If you want to replace the originals:
for file in ./*.csv; do
head -n 200 "$file" >"$file.200" &&
mv "$file.200" "$file"
done
The &&
at the end of the head
command makes it so that the mv
won't be run if there was some issue with running head
.
If your CSV files are scattered in subdirectories under the current directory, then use shopt -s globstar
and then replace the pattern ./*.csv
in the loop with ./**/*.csv
. This will locate any CSV file in or below the current directory and perform the operation on each. The **
globbing pattern matches "recursively" down into subdirectories, but only if the globstar
shell option is set.
For CSV files containing data with embedded newlines, the above will not work properly as you may possibly truncate a record. Instead, you would have to use some CSV-aware tool to do the job for you.
The following uses CSVkit, a set of command-line tools for parsing and in general working with CSV files, together with jq
, a tool for working with JSON files.
There is no tool in CSV kit that can truncate a CSV file at a particular point, but we can convert the CSV files to JSON and use jq
to only output the first 200 records:
for file in ./*.csv; do
csvjson -H "$file" | jq -r '.[:200][] | map(values) | @csv' >"$file.200" &&
mv "$file.200" "$file"
done
Given some CSV file like the below short example,
a,b,c
1,2,3
"hello, world",2 3,4
"hello
there","my good
man",nice weather for ducks
the csvjson
command would produce
[
{
"a": "a",
"b": "b",
"c": "c"
},
{
"a": "1",
"b": "2",
"c": "3"
},
{
"a": "hello, world",
"b": "2 3",
"c": "4"
},
{
"a": "hello\nthere",
"b": "my good\nman",
"c": "nice weather for ducks"
}
]
The jq
tool would then take this, and for each object in the array (restricted to the first 200 objects), extract the values as an array and format it as CSV.
It's probably possible to do this transformation directly with csvpy
, another tool in CSVkit, but as my Python skills are non-existent, I will not attempt to come up with a solution that does that.
Previous answers copy data and overwrite files. This technique should keep the same inodes, do no copying, and run a whole lot faster. For each file :
(a) Find the length of each file by reading the first 200 lines.
(b) Truncate the file to that length using truncate
from GNU coreutils, or with the truncate
found on some BSD systems:
SZ="$( head -n 200 -- "${file}" | wc -c )"

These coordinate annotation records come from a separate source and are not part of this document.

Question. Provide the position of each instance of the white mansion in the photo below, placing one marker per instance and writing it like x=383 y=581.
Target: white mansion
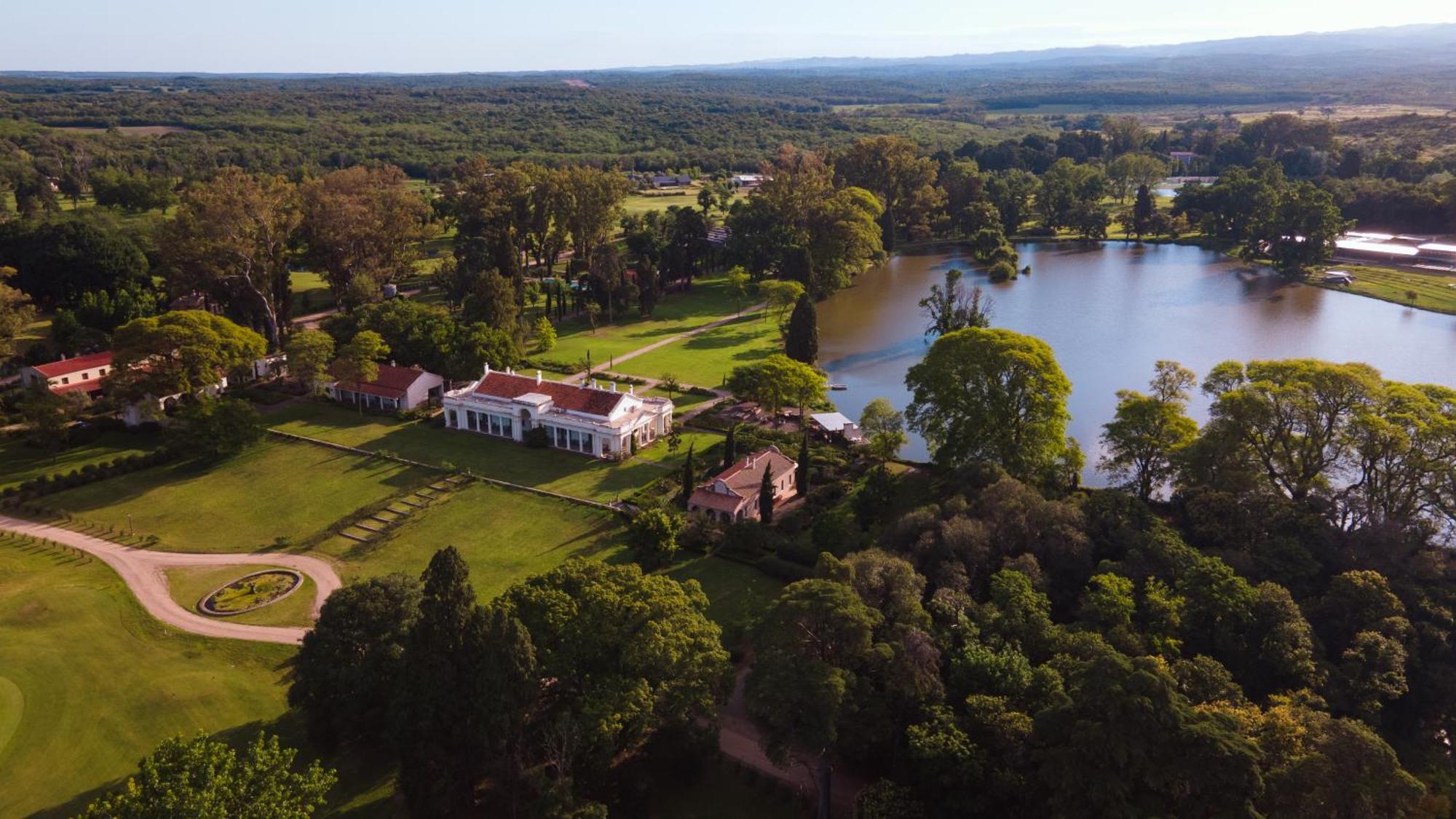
x=598 y=422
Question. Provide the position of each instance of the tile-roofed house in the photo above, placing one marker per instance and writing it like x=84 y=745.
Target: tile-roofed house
x=735 y=493
x=395 y=388
x=598 y=422
x=82 y=373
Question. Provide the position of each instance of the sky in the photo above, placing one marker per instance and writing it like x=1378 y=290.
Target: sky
x=497 y=36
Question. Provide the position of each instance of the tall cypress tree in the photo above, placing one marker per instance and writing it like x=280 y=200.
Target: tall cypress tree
x=802 y=472
x=802 y=341
x=767 y=494
x=442 y=746
x=688 y=475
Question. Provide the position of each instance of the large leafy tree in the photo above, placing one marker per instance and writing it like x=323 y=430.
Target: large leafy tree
x=1148 y=430
x=1294 y=416
x=232 y=238
x=991 y=395
x=362 y=228
x=902 y=180
x=352 y=662
x=618 y=641
x=58 y=261
x=202 y=777
x=180 y=352
x=778 y=382
x=810 y=647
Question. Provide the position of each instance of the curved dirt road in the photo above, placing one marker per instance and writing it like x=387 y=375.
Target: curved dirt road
x=145 y=573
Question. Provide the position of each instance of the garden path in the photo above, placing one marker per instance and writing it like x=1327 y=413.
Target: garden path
x=145 y=573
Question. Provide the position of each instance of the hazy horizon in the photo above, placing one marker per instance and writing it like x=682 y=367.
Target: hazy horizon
x=459 y=36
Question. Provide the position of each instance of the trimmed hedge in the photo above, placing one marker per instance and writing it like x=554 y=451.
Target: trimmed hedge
x=90 y=474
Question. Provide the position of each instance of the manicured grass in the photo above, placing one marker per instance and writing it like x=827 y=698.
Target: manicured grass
x=274 y=490
x=505 y=535
x=707 y=359
x=311 y=293
x=91 y=684
x=1433 y=292
x=483 y=455
x=20 y=462
x=737 y=593
x=676 y=312
x=190 y=583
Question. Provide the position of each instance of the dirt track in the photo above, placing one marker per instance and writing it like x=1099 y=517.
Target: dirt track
x=145 y=573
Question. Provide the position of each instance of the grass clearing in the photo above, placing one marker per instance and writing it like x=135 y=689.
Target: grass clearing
x=708 y=301
x=1433 y=292
x=274 y=490
x=100 y=682
x=505 y=535
x=189 y=585
x=737 y=593
x=707 y=359
x=20 y=462
x=484 y=455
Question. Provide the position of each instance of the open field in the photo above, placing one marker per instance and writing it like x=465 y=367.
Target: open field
x=707 y=302
x=505 y=535
x=736 y=593
x=90 y=682
x=274 y=490
x=483 y=455
x=707 y=359
x=1433 y=292
x=20 y=462
x=190 y=583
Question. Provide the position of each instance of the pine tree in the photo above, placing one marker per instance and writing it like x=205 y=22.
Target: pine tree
x=802 y=475
x=1142 y=212
x=802 y=341
x=688 y=475
x=767 y=494
x=442 y=743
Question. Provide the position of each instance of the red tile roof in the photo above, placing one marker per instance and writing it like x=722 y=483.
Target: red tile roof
x=708 y=499
x=68 y=366
x=95 y=385
x=564 y=395
x=743 y=475
x=392 y=382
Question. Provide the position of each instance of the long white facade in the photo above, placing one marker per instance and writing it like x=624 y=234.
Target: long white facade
x=592 y=420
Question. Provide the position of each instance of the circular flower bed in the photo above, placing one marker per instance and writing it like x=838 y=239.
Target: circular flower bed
x=251 y=592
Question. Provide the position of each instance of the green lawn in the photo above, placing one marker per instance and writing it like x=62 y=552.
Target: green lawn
x=311 y=293
x=20 y=462
x=90 y=682
x=676 y=312
x=505 y=535
x=274 y=490
x=494 y=458
x=1433 y=290
x=737 y=593
x=190 y=583
x=707 y=359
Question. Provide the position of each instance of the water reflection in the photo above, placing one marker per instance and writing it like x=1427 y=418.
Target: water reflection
x=1112 y=311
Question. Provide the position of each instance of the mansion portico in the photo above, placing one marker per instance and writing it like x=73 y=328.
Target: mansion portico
x=592 y=420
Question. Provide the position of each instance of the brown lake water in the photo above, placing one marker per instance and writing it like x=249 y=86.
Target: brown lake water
x=1113 y=309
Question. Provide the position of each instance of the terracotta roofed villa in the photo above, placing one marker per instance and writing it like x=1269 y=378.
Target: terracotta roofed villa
x=592 y=420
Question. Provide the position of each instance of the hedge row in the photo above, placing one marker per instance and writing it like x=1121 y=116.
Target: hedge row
x=88 y=474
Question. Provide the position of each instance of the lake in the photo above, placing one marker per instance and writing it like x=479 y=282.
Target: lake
x=1113 y=309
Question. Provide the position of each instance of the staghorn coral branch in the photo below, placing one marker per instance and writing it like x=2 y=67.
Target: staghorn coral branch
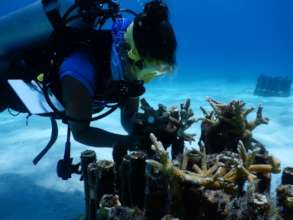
x=259 y=120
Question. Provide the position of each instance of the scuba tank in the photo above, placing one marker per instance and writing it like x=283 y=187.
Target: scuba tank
x=25 y=28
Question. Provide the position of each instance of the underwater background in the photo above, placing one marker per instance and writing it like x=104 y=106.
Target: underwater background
x=223 y=46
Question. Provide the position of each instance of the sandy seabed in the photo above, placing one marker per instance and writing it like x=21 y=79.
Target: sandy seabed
x=35 y=192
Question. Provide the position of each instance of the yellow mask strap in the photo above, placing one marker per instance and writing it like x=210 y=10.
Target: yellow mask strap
x=133 y=52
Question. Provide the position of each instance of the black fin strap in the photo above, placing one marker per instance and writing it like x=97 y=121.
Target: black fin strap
x=54 y=135
x=51 y=8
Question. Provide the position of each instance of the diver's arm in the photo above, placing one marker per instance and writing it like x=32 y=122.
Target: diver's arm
x=77 y=102
x=128 y=111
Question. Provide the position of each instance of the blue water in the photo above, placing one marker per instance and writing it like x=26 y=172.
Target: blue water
x=223 y=46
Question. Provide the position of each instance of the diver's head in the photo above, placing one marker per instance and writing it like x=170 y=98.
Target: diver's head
x=152 y=41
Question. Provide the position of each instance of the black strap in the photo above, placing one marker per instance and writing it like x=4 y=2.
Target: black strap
x=52 y=10
x=54 y=136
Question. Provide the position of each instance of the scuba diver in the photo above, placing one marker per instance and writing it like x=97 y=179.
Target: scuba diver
x=89 y=68
x=141 y=50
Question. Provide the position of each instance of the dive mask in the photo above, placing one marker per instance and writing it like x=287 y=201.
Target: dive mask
x=144 y=69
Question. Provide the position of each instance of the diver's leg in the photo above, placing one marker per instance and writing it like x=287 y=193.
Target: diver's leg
x=8 y=98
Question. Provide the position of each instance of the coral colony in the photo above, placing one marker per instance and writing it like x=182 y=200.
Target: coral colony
x=227 y=175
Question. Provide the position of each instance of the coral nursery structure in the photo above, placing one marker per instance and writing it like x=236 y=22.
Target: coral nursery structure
x=228 y=173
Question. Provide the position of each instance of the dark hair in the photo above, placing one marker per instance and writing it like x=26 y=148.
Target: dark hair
x=153 y=34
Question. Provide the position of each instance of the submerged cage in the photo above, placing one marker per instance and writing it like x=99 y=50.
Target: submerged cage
x=278 y=86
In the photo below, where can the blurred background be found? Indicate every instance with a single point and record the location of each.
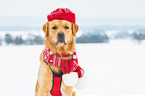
(110, 44)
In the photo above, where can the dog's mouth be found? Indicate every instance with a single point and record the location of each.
(60, 38)
(60, 42)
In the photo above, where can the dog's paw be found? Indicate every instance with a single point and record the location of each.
(82, 83)
(70, 79)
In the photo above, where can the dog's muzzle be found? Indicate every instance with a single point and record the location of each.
(60, 37)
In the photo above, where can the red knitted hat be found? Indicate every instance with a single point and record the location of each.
(62, 13)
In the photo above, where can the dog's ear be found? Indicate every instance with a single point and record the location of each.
(75, 29)
(46, 28)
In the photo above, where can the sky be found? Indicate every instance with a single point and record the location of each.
(82, 8)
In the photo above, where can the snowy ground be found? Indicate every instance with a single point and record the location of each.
(114, 69)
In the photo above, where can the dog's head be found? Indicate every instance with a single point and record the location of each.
(60, 35)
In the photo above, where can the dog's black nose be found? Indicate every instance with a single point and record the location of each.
(60, 34)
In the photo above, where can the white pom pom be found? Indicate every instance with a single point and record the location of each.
(82, 83)
(70, 79)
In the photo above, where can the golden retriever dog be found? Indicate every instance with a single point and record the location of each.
(59, 38)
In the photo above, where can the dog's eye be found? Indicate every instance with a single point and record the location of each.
(66, 27)
(54, 27)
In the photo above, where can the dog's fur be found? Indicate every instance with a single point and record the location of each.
(45, 75)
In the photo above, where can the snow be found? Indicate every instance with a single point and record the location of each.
(114, 69)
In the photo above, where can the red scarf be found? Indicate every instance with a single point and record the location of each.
(67, 66)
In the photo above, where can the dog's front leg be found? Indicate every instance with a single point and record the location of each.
(44, 80)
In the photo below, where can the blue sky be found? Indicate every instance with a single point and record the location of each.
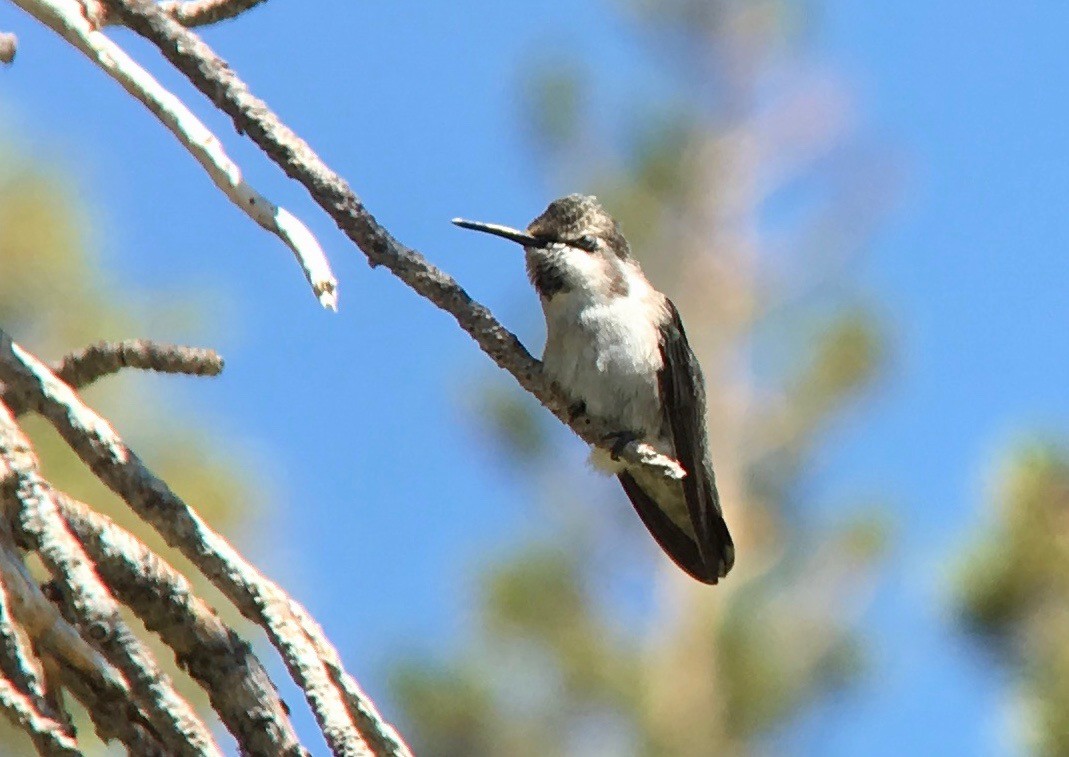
(384, 498)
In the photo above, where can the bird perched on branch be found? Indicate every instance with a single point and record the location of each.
(617, 348)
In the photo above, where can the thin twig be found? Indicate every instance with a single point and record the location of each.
(49, 737)
(83, 367)
(297, 638)
(113, 715)
(51, 633)
(17, 661)
(42, 526)
(214, 77)
(213, 653)
(9, 46)
(198, 13)
(68, 18)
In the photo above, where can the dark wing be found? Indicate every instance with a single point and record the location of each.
(674, 540)
(683, 402)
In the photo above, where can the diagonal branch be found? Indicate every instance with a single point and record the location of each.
(68, 19)
(49, 737)
(341, 709)
(251, 116)
(237, 684)
(43, 528)
(83, 367)
(9, 46)
(198, 13)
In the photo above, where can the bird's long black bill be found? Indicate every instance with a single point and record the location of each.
(504, 231)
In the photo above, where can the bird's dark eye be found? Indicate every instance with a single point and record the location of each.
(587, 243)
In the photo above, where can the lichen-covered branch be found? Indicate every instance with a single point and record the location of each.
(17, 663)
(350, 722)
(198, 13)
(225, 665)
(252, 117)
(71, 19)
(49, 736)
(83, 367)
(41, 525)
(9, 46)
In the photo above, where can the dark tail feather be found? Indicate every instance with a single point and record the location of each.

truncate -s "${SZ}" -- "${file}"
Using sed with shell globbing:
sed -ni '1,200p' *.csv
Using globbing/sed/parallel:
printf '%s\n' *.csv | parallel -- sed -ni '1,200p' {}
This will find all .csv
files in the current directory and feed them to GNU parallel which will execute a sed command on them to keep only the first 200 lines. Note this will overwrite the files in place.
Or using head with parallel:
printf '%s\n' *.csv | parallel -- head -n 200 {} ">" {}.out
This will create new files with the .out
suffix.